# Flounder on the Long Rod



## Gigabite285 (Oct 16, 2006)

Today I added flounder to my long and growing list of fly-caught fish. My friends and I were fishing today in Freeport and found a good concentration of flounder, so I grabbed my 8-weight and went to town. Flounder have pretty aggressive strikes and are a blast on the fly. We ended up catching countless flounder on gulps but this was WAY more fun. Now that I'm on summer break I have tons and tons of time to fish, so hopefully this is just a start to bigger and better things.

-Nick


----------



## Ish (Oct 30, 2008)

that's awesome. were you able to sight cast to specific fish, or cast to and area where you knew they were hanging? either way, that's really cool. 

only been able to sight cast to fluke's twice, and both times it was after spooking them and then watching where the ran/settled to. one was enormous and i tried every fly in my box for 45 minutes with no joy.

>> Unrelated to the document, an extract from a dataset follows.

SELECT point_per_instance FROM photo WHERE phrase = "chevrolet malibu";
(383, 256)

really dig the clorox bottle too.


----------



## Gigabite285 (Oct 16, 2006)

Thanks, Ish. We found an area where there was a good concentration of fish so I blind casted the area until I tricked one. Unfortunately when you're fishing in water that has the clarity of chocolate milk it can be tricky to see the fish.
Yeah, I had a good laugh at the clorox bottle, too. The area we were fishing wasn't too ambient.


----------



## THE JAMMER (Aug 1, 2005)

I'll never forget the first flounder I caught in the bay right after I moved here. Was working a rattle rouser, and got a good hit. Brought it in, and sure enough- flounder. Then as I picked it up in my left hand and started to reach in and take out the fly with my right, that mouth opened with that impressive array of teeth. Didn't know they had those. WOW>

THE JAMMER


----------



## houfinchaser (Oct 10, 2008)

Never thought about flounder on the fly, nice catch.


----------



## Ish (Oct 30, 2008)

c'mon houfin... 

you gotta think about EVERYTHING on fly. you gotta think, "why would I throw anything but a fly at that fish?" 

use your imagination. some of the best catches on fly are iguanas, cats, etc...

the only problem i found with the iguanas though (they are all over south FL and the keys), is if you hook a big enough one, you can't stop it from getting up in a tree and tangling you all up (claws get a lot better traction than fins). even if you can get it in you don't want any part of that tail or those claws.


----------



## squidmotion (Apr 5, 2007)

i got one two years ago, about the same size! with chrome clouser i had left sitting on the bottom while i netted a fish for sissy.... picked it up and blammo!


fun!


----------



## Animal Chris (May 21, 2004)

For flatfish, I like to tie up a wooly booger with a purple body / flo. yellow tail and use a black coned head to weight it. They work great in both clear and dirty water, day and night. I like to use a size 4 hook.


----------



## knuttdeep (May 21, 2004)

Ish said:


> c'mon houfin...
> 
> you gotta think about EVERYTHING on fly. you gotta think, "why would I throw anything but a fly at that fish?"
> 
> ...


*What pattern you use for the cats?
I've had good luck with the rattlin mouse with cat-nip tail.
*


----------



## Ish (Oct 30, 2008)

with the right presentation, just about anything works.


----------